Damaged-woman thriller by pseudonymous Kelly, who gives us a touch of the old Jim Thompson about a good girl going bad—maybe all the way to hell.
Kelly tells her tale on parallel tracks, hopping between 1970 and the early 1990s. All that Lara Quade can remember about her mother’s last drunken days is that she drove too fast on black ice and rammed their car, with six-year-old Lara and older brother Ryan, into a moving train at a country crossing. Lara (then named Lorraine) was scarred all over her body. She now works as a research assistant at a Princeton think-tank, helping her 320-pound male administrator assemble a thousand-page tome about talking dolls and other automata—perhaps she sees herself, as well, as a damaged doll (she even collects dolls for her apartment). Someone unknown sends her a free ticket to a concert, where a big lunk in a leather jacket takes the seat beside her.
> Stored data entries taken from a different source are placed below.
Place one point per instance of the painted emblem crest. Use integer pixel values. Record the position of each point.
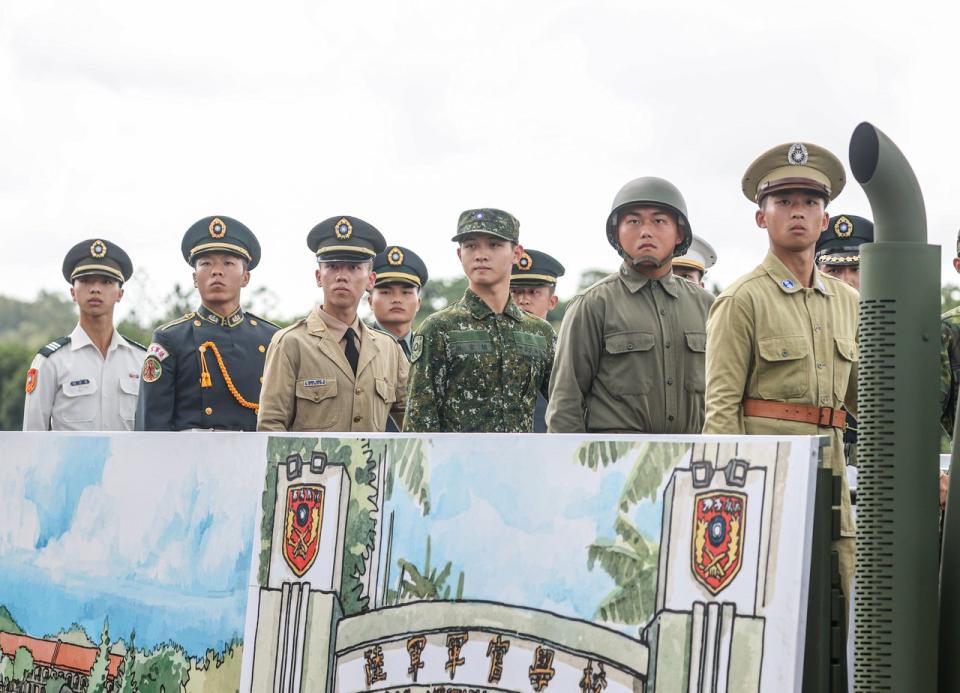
(301, 534)
(152, 370)
(843, 228)
(31, 381)
(797, 156)
(217, 228)
(716, 552)
(343, 229)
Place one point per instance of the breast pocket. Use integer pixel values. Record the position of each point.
(629, 363)
(784, 370)
(315, 404)
(79, 402)
(848, 354)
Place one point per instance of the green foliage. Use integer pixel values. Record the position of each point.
(7, 623)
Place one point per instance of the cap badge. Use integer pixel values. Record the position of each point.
(843, 228)
(217, 228)
(797, 156)
(344, 229)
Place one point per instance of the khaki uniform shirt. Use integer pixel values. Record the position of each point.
(630, 357)
(308, 384)
(770, 338)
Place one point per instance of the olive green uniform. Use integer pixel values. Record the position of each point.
(474, 370)
(630, 357)
(770, 338)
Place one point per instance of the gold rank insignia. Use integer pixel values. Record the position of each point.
(343, 229)
(217, 228)
(843, 228)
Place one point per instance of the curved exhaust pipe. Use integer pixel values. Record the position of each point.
(896, 584)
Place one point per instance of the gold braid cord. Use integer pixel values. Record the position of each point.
(205, 376)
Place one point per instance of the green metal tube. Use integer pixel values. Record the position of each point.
(896, 579)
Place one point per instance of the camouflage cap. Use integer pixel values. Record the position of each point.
(487, 220)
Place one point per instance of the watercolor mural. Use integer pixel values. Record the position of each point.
(224, 562)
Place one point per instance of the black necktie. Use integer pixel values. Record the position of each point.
(353, 356)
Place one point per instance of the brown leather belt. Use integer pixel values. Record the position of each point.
(804, 413)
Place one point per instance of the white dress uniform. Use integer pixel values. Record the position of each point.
(72, 387)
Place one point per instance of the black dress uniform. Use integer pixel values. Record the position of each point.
(204, 370)
(536, 268)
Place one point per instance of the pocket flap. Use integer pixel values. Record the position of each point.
(783, 348)
(624, 342)
(848, 348)
(316, 389)
(697, 341)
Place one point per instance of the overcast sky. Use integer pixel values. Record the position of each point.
(130, 121)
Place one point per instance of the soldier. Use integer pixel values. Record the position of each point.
(782, 340)
(395, 296)
(694, 265)
(329, 371)
(838, 249)
(630, 356)
(204, 370)
(88, 380)
(533, 287)
(479, 363)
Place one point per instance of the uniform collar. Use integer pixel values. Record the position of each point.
(480, 310)
(634, 281)
(784, 278)
(232, 320)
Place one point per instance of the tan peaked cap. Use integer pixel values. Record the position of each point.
(794, 166)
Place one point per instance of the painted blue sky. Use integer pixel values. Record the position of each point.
(521, 534)
(129, 528)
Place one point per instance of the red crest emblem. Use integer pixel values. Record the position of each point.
(301, 535)
(718, 525)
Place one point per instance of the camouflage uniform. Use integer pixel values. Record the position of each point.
(478, 371)
(949, 367)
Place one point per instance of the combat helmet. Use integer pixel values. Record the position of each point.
(657, 192)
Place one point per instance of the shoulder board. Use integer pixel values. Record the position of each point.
(54, 346)
(134, 343)
(170, 324)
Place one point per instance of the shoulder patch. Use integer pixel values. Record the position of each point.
(417, 351)
(170, 324)
(134, 343)
(54, 346)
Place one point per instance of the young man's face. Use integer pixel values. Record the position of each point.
(487, 260)
(219, 277)
(648, 233)
(394, 304)
(537, 300)
(691, 274)
(344, 283)
(849, 274)
(96, 295)
(793, 219)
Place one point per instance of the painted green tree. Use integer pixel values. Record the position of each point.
(630, 558)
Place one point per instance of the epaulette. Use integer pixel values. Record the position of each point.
(170, 324)
(54, 346)
(134, 343)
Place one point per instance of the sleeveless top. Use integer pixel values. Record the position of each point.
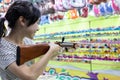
(8, 56)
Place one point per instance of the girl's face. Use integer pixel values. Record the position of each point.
(31, 30)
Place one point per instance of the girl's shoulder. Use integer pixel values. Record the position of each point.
(4, 44)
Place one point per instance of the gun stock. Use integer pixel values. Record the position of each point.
(26, 53)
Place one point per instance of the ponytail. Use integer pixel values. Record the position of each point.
(2, 27)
Little as she’s attracted to him, Lara nonetheless invites Zed Dewsofski home with her, drinks gin, and fights with him. Next thing she hears is that her administrator, who wanted to take her to Las Vegas with him, has been beaten in his garage and may not live. Lara tracks down and confronts Zed in far-off Strykersville and discovers that he’s the son of her late father, who was sent to Attica for murdering Zed’s mother. But maybe Lara’s mother did the deed, not her father. What’s more, Zed is Lara’s half-brother—and by now they can’t keep their hands off each other. It’s unfair to tell more, but incest runs deep and strong, while Lara confronts her full brother Ryan about Mom: Did she murder her husband’s mistress?
A racy plot that reminds strongly of Thompson’s classic incester, The Grifters.